I have yet to have a conversation with the majority of cabinet members which is probably a
good indication of the sort of people who Teresa O’Neill would have working with her. Unpleasant
individuals including one
prepared to assault bloggers when the mood takes her.
Of the eight members of Bexley’s
cabinet five have never ever even looked at me and will take avoiding action when necessary and one
who once smiled an acknowledgment when I held a door open. Which leaves just John Fuller and Alex Sawyer.
John, I feel sure, is perfectly OK but Alex is a mystery to me. Pleasant
enough and always keen to say he understands people’s concerns but I suspect his
only loyalties lie with Teresa O’Neill. She who is happy to see bloggers
reported to the
police for “criticising councillors” and fails to expose criminals in her midst.
I could be wrong about Alex Sawyer but I have no doubts as to cabinet member
Philip Read’s character. Unpleasant.
Refusing public questions, insulting fellow councillors and picking silly fights
on social media are his forté. There was another one of those yesterday - all
over a spelling mistake in a UKIP leaflet. These things happen.

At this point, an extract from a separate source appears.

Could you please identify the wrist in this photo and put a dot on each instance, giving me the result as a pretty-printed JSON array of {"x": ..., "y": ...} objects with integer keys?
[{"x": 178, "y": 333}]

There was a
spelling mistake in a Labour leaflet that popped through my door last month and who could
forget the Tories who
couldn’t spell their own names
last year?
However that didn’t stop the Read deciding a spelling mistake was the political issue of the day.
His comment about revealing more of yourself every time you Tweet
is absolutely priceless. Labour councillor Danny Hackett hit the nail squarely
on the head with his sarcastic retort.
UKIP was no less accurate when they described Philip Read as “a very nasty
unpleasant person” which is a version of
my own description.
UKIP Bexley went on to say they would block Read from reading their Twitter comments which I
wouldn’t have thought was the wisest of moves.
Read predictably made another of his ill-considered but nevertheless
priceless comments about people who resort to Twitter’s blocking facility.
If blocking “tells you everything about them [UKIP]” maybe Philip Read should look in the mirror. He has had me blocked since he first opened his account to public view. It used to be by invitation only.